A few years ago when I started my personal blog I had delusions of grandeur. I thought immediate success, fame and fortune were only a few keystrokes away. And I was convinced that I was fully qualified to publish a stellar blog — no training required.

As years have passed, I’ve come to learn that blogging, when done correctly, is hard work. The more familiar I have  become with blogging the more I realize how much I have to learn.

So, when I found out there was a blog convention happening just a few blocks away, I couldn’t contain my excitement. I knew immediately that this would be an ideal opportunity to spend a day learning from a handful of blogging experts.

The conference did not disappoint.

Here are five of the five hundred things I learned while attending Social RevUp’s Brand & Blogger Summit.

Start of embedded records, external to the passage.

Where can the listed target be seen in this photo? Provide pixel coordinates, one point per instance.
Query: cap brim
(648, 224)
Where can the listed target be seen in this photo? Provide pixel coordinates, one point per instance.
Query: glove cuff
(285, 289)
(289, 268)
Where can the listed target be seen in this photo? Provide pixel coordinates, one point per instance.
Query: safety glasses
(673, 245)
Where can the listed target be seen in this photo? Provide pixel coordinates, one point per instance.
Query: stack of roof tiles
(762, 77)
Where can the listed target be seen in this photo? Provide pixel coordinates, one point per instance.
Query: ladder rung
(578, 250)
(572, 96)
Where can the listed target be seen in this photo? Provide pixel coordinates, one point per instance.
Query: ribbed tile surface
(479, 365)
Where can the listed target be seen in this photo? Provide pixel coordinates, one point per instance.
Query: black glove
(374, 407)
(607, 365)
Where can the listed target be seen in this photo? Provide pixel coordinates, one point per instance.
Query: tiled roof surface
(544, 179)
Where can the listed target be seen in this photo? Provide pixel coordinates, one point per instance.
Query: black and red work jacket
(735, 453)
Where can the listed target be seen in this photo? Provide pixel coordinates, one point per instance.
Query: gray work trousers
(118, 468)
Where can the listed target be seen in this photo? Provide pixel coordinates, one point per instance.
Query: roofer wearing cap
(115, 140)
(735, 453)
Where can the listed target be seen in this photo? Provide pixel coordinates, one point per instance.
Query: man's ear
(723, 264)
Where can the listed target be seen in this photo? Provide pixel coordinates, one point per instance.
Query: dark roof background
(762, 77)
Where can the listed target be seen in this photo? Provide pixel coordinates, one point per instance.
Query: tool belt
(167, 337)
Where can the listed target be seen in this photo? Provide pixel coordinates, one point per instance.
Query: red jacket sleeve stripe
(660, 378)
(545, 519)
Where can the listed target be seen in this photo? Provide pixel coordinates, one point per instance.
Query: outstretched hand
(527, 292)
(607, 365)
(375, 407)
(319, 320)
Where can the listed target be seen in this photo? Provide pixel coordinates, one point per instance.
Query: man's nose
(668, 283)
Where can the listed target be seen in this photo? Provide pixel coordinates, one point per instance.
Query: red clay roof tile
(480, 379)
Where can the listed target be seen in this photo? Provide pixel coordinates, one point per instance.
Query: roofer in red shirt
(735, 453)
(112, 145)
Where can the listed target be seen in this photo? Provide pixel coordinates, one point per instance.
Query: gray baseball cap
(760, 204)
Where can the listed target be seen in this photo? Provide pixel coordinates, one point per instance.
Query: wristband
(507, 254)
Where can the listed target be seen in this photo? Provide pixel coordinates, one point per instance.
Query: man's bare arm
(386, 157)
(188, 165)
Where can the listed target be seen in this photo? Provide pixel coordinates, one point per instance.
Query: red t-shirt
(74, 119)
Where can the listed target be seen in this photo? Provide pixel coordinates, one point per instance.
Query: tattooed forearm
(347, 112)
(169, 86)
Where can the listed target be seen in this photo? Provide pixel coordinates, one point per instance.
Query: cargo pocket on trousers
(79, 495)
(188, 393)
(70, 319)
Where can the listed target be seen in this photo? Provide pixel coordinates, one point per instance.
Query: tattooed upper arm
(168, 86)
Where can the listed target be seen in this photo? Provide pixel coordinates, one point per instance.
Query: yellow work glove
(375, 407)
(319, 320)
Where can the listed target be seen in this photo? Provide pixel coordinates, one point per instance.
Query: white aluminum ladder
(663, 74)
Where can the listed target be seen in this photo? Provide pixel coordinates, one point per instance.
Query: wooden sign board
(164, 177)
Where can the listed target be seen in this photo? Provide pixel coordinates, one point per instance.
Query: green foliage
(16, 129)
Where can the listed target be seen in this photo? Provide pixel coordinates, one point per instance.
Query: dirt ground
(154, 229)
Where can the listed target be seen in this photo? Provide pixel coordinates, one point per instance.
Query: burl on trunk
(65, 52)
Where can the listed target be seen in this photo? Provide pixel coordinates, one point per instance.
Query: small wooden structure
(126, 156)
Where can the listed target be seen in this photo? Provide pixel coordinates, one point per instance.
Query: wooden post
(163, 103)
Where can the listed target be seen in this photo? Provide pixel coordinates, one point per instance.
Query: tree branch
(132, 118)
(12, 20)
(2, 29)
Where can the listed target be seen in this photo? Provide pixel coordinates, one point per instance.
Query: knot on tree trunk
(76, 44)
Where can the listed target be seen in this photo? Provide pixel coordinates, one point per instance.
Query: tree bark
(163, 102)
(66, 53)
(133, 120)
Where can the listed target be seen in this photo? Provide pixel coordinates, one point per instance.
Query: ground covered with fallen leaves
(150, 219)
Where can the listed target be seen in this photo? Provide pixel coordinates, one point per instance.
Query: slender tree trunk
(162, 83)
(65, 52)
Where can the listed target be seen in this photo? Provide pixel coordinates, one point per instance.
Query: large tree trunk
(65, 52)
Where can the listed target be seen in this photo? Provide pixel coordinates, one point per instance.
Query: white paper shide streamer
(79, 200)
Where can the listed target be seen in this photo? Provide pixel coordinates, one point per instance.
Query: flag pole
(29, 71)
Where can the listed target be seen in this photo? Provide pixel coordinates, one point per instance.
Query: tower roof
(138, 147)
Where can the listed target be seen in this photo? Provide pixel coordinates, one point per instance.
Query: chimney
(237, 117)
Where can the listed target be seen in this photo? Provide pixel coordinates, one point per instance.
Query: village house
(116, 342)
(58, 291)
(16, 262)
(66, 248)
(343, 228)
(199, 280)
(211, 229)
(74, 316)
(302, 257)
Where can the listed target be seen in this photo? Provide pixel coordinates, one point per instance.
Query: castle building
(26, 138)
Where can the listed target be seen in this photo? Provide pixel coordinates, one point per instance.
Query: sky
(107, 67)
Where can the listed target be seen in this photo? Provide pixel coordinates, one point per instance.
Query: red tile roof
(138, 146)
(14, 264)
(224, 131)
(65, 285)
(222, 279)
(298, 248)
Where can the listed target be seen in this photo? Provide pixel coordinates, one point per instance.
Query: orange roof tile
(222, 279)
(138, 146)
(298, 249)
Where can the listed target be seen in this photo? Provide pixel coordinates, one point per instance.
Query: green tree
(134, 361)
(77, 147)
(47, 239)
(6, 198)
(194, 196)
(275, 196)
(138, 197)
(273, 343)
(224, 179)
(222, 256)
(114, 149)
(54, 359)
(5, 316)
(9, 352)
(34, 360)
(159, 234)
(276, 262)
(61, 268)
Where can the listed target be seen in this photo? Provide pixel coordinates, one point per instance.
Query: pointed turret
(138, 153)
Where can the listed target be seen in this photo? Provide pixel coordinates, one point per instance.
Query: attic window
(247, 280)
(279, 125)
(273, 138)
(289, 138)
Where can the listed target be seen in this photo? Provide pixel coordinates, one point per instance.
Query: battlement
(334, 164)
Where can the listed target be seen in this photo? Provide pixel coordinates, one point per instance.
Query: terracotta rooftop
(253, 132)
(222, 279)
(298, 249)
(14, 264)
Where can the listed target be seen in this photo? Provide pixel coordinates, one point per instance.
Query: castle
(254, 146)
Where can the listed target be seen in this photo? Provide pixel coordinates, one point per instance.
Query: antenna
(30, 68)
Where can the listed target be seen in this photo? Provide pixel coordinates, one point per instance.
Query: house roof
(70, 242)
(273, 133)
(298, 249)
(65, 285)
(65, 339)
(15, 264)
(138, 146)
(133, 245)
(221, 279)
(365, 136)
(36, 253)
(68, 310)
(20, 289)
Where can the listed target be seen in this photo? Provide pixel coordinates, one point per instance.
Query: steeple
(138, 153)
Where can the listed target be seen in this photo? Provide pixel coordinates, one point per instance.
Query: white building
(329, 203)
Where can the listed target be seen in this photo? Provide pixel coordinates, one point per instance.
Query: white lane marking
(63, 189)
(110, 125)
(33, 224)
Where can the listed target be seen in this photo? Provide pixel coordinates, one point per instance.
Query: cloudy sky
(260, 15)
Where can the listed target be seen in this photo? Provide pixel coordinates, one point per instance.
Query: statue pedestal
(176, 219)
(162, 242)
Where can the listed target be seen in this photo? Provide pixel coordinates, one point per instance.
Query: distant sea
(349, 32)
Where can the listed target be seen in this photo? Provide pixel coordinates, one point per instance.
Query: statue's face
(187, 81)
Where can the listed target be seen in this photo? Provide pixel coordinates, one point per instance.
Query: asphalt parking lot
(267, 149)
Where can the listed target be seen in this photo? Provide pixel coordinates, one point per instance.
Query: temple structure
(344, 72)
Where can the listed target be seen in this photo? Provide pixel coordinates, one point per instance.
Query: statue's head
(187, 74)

“If you feel like you aren’t getting where you want to go, ask someone who you respect, ‘Why not?’”

This little nugget of brilliant advice can be attributed to Connie Burke, GM’s communications manager. I will admit that the thought of asking the question Burke suggests is rather scary. Nobody really wants to hear what they are doing wrong. But imagine how valuable the answer could be.

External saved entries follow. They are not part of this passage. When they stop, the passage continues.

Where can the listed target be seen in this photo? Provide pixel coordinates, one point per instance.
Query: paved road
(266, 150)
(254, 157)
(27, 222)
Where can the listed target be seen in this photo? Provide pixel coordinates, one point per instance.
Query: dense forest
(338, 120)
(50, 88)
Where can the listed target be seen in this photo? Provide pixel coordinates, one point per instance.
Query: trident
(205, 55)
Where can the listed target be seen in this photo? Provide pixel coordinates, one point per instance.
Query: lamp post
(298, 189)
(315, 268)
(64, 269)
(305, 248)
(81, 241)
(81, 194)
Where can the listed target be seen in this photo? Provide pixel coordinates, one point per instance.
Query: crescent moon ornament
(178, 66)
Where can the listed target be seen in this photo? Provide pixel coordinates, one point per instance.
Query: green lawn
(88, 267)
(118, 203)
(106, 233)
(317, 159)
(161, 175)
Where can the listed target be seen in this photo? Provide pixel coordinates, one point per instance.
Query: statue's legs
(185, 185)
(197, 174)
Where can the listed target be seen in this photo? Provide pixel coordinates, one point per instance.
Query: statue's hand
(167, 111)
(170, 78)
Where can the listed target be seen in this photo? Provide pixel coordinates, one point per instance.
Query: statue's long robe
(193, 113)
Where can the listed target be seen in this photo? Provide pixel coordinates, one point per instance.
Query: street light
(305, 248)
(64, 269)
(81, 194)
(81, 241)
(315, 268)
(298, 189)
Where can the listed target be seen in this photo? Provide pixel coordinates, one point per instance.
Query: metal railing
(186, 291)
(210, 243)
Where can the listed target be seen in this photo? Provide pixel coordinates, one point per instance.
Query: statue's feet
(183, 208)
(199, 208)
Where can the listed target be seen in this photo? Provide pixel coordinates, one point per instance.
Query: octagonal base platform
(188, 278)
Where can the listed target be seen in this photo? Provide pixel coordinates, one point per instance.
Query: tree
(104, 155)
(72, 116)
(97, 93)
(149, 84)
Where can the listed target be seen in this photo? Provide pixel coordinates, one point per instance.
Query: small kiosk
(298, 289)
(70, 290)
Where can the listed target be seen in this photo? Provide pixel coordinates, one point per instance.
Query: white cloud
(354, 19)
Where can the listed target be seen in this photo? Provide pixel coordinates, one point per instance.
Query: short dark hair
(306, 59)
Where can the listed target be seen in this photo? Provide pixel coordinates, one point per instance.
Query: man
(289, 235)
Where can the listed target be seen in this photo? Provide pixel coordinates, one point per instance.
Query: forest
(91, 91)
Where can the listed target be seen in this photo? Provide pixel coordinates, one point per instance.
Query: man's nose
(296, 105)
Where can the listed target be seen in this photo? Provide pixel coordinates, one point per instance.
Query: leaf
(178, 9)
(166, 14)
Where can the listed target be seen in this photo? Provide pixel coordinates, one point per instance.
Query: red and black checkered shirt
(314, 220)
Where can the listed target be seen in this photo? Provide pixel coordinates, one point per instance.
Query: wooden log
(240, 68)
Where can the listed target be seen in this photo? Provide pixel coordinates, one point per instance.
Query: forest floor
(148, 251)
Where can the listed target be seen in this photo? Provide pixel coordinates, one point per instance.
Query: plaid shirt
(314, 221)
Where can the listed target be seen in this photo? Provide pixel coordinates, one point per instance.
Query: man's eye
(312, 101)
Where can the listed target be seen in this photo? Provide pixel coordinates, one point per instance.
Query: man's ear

“Remember, tax evasion is how they got Al Capone.”

Liza Barry-Kessler, discussed Social Media laws. One point she made was to consider your blog a business and be mindful of any income you generate – which includes any products you accept for review.

“Extra efforts spent on Social Media are an investment in yourself”

When you hit publish on a blog post, the work is only half done. Nancy Loo, an Emmy Award winning news journalist with WGN-TV, shared her thoughts on the power of social media to promote your posts. Loo suggests cultivating relationships through twitter and other social media channels and then sharing relevant posts with influential people at the appropriate time.

“With influence comes responsibility”

As bloggers we have responsibility to choose to work with people and products we respect and truly endorse. Our voice and our words become our capital. We must therefore use them with care. Niri Jaganath further explained that just because we have a sphere of influence, it does not mean we should abuse our power. Because you can bash people or brands online does not mean you should. She suggested taking specific complaints out of the public forum and to the party directly.

“’No’ is going to happen a lot and you’re going to have to learn to say it too.”

Andrea Metcalf, finished the day with an inspirational call to action. We all know the occasional rejection is inevitable. But one “no” doesn’t have to be the final answer. Metcalf focused on the power of persistence and the importance of putting yourself in front of the right people, repeatedly. A thick skin today may mean you are the one people are trying to get in front of tomorrow.

What is the best piece of blogging advice you have ever received?
Which of these suggestions will you put into practice today?